The SL4 frame is amazing , even better than previous S-Works SL3s but also considerably less money. The Expert is the lowest price model using the SL4 frame. 
When I was test riding bikes I was really impressed with the ride quality and stiffness of even the lower end Roubaix’s. Even the $1600 model rode better than my 2006 Trek Madone 5.2. All Roubaix models use the same basic frame geometry, the lower cost models just use a different carbon fiber that is heavier and maybe not quite as stiff (torsional rigidity).

I didn't really "need" a new bike, my '06 Trek still rides fine although it's got about 25,000 miles on it. I could probably ride it another 6-10 years or more. But the long rides I’m planning for this year should be much more comfortable on the new Roubaix. 
I'll post some pictures after I pick it up.


----------



## marcski (Apr 1, 2013)

Congrats.  May you and the new ride see many happy, fast, safe miles.


----------



## o3jeff (Apr 2, 2013)

Congrats! Bet you can't wait to pick it up and take it for a ride!


----------



## bvibert (Apr 2, 2013)

Congrats!


----------



## MR. evil (Apr 4, 2013)

You should have just bough o3Jeff's road bike, it not like he rides it or anything.


----------



## o3jeff (Apr 4, 2013)

MR. evil said:


> You should have just bough o3Jeff's road bike, it not like he rides it or anything.



That I ride, it's the mountain bikes that don't see much use!


----------



## mlctvt (Apr 4, 2013)

What's he got? 
 I really have too many bikes as it is anyway. 
I sold 2 last year but between me and my wife we still have 9 bikes. 

 I should sell 2 or 3 mountain bikes we never use. Especially since we bought the cross bikes a few years back.


----------



## mlctvt (Apr 4, 2013)

The bike shop called and saind my bike was in but Specialized forgot to include a couple of proprietary cable guides so we have to wait until they come in next week.
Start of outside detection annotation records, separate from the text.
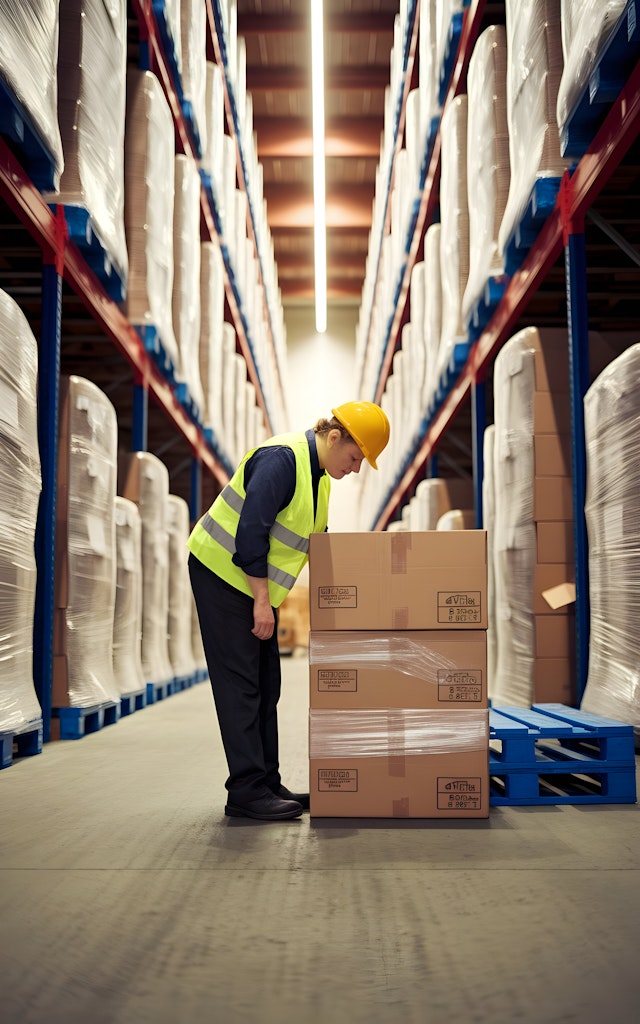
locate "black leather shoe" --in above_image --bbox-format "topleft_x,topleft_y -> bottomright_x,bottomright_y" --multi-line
275,785 -> 309,811
224,794 -> 302,821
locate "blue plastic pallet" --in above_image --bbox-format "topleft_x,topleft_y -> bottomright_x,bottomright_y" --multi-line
60,206 -> 127,302
0,718 -> 42,769
560,0 -> 640,159
504,178 -> 562,278
120,687 -> 146,718
52,702 -> 120,739
489,703 -> 636,806
0,79 -> 56,191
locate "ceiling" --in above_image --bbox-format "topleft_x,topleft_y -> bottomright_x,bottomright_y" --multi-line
238,0 -> 399,305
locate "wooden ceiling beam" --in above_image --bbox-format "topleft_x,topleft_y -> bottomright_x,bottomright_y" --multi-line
254,118 -> 380,160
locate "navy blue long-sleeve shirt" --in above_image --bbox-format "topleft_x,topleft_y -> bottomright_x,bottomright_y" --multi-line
233,430 -> 325,577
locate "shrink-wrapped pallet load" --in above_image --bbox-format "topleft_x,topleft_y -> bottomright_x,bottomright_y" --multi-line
462,25 -> 509,326
198,240 -> 224,441
436,94 -> 469,380
498,0 -> 568,257
0,291 -> 42,732
581,344 -> 640,734
167,495 -> 196,679
0,0 -> 63,188
180,0 -> 207,154
51,376 -> 120,708
118,452 -> 173,686
125,68 -> 179,367
556,0 -> 628,135
114,496 -> 145,696
49,0 -> 128,286
489,328 -> 575,707
171,154 -> 205,417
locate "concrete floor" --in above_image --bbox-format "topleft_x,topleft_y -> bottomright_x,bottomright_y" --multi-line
0,657 -> 640,1024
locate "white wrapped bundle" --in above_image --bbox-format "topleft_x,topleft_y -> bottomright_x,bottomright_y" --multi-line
0,0 -> 63,188
125,68 -> 178,366
582,344 -> 640,733
556,0 -> 627,132
52,376 -> 120,708
180,0 -> 207,153
114,496 -> 145,696
118,452 -> 173,685
171,154 -> 205,411
499,0 -> 568,254
436,94 -> 469,385
0,291 -> 42,732
462,25 -> 510,325
167,495 -> 196,678
49,0 -> 128,284
198,241 -> 224,437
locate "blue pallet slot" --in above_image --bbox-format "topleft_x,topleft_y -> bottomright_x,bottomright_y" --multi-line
0,718 -> 43,769
504,177 -> 561,278
0,79 -> 56,193
560,0 -> 640,159
52,702 -> 120,739
134,324 -> 175,384
489,703 -> 636,806
120,688 -> 146,718
60,206 -> 127,302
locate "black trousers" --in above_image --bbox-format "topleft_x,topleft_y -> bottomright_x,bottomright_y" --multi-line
188,555 -> 281,802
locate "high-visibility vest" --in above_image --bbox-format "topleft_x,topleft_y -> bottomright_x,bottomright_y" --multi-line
187,433 -> 331,608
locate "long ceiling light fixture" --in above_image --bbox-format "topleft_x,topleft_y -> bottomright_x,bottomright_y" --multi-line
310,0 -> 327,334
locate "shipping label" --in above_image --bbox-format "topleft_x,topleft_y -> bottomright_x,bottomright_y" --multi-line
317,768 -> 357,793
317,587 -> 357,608
437,669 -> 482,703
317,669 -> 357,693
438,590 -> 482,625
437,776 -> 482,811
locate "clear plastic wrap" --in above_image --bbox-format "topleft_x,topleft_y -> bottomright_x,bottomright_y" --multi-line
309,708 -> 488,760
48,0 -> 128,284
556,0 -> 627,132
582,344 -> 640,734
114,496 -> 145,696
52,376 -> 120,708
498,0 -> 568,255
171,154 -> 205,414
436,94 -> 469,382
0,0 -> 63,188
125,68 -> 179,366
118,452 -> 173,685
0,291 -> 42,732
167,495 -> 196,678
462,25 -> 510,325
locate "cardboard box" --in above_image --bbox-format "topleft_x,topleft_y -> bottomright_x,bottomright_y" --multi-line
309,529 -> 487,631
536,520 -> 574,565
534,476 -> 573,522
309,710 -> 489,818
309,630 -> 487,709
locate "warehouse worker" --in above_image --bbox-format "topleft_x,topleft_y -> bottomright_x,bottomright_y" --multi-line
187,401 -> 389,821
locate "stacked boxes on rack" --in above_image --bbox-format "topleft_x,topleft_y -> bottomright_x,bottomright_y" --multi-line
309,530 -> 489,818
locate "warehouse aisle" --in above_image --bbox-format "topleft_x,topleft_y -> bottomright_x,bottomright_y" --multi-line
0,657 -> 640,1024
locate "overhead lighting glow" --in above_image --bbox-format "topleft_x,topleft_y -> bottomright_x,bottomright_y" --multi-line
310,0 -> 327,334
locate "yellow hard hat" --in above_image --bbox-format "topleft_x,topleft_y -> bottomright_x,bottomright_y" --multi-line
332,401 -> 390,469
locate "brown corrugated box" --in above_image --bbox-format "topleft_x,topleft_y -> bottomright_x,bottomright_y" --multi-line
309,710 -> 489,818
309,529 -> 487,631
309,630 -> 487,709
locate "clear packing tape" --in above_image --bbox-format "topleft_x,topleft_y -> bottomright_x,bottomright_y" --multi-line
47,0 -> 128,284
582,344 -> 640,734
0,0 -> 63,188
556,0 -> 627,131
0,291 -> 42,731
309,709 -> 488,760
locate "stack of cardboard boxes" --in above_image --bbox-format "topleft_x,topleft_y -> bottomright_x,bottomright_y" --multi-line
309,530 -> 489,818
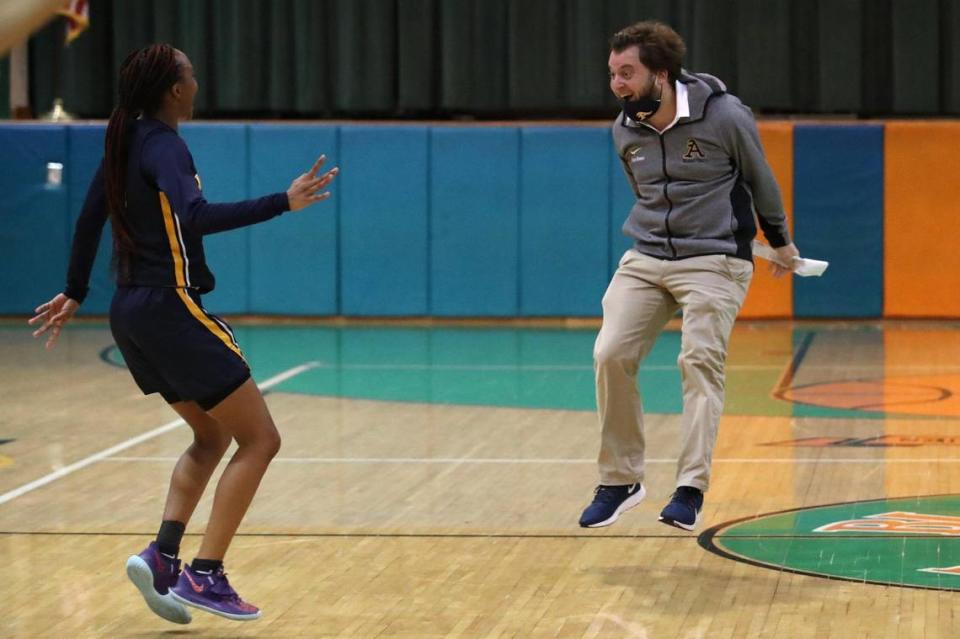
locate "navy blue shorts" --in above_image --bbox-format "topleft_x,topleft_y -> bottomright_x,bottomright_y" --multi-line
110,286 -> 250,410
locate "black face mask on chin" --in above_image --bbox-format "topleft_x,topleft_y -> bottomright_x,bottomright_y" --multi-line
619,79 -> 663,124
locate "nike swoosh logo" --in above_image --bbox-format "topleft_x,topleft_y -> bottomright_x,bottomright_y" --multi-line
183,570 -> 203,592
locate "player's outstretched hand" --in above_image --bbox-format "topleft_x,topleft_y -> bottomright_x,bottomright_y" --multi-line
287,155 -> 340,211
770,242 -> 800,277
27,293 -> 80,350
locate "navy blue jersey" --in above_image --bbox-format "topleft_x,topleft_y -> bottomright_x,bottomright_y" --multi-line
64,118 -> 289,302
I'm like a disappointed kid right now. I was hoping to take an inaugural ride this weekend.:sad:


----------



## bvibert (Apr 4, 2013)

mlctvt said:


> The bike shop called and saind my bike was in but Specialized forgot to include a couple of proprietary cable guides so we have to wait until they come in next week. I'm like a disappointed kid right now. I was hoping to take an inaugural ride this weekend.:sad:



That's a bummer!  I'd be pretty upset.


----------



## mlctvt (Apr 12, 2013)

Finally picked it up last night. I only had time for a 7 mile ride. Extremely comfortable ride, amazing how smooth the ride is but the bike transfers power better than anything I've ridden.  Tomorrow we'll go for 60-65 miles so any fit issue should be known then. 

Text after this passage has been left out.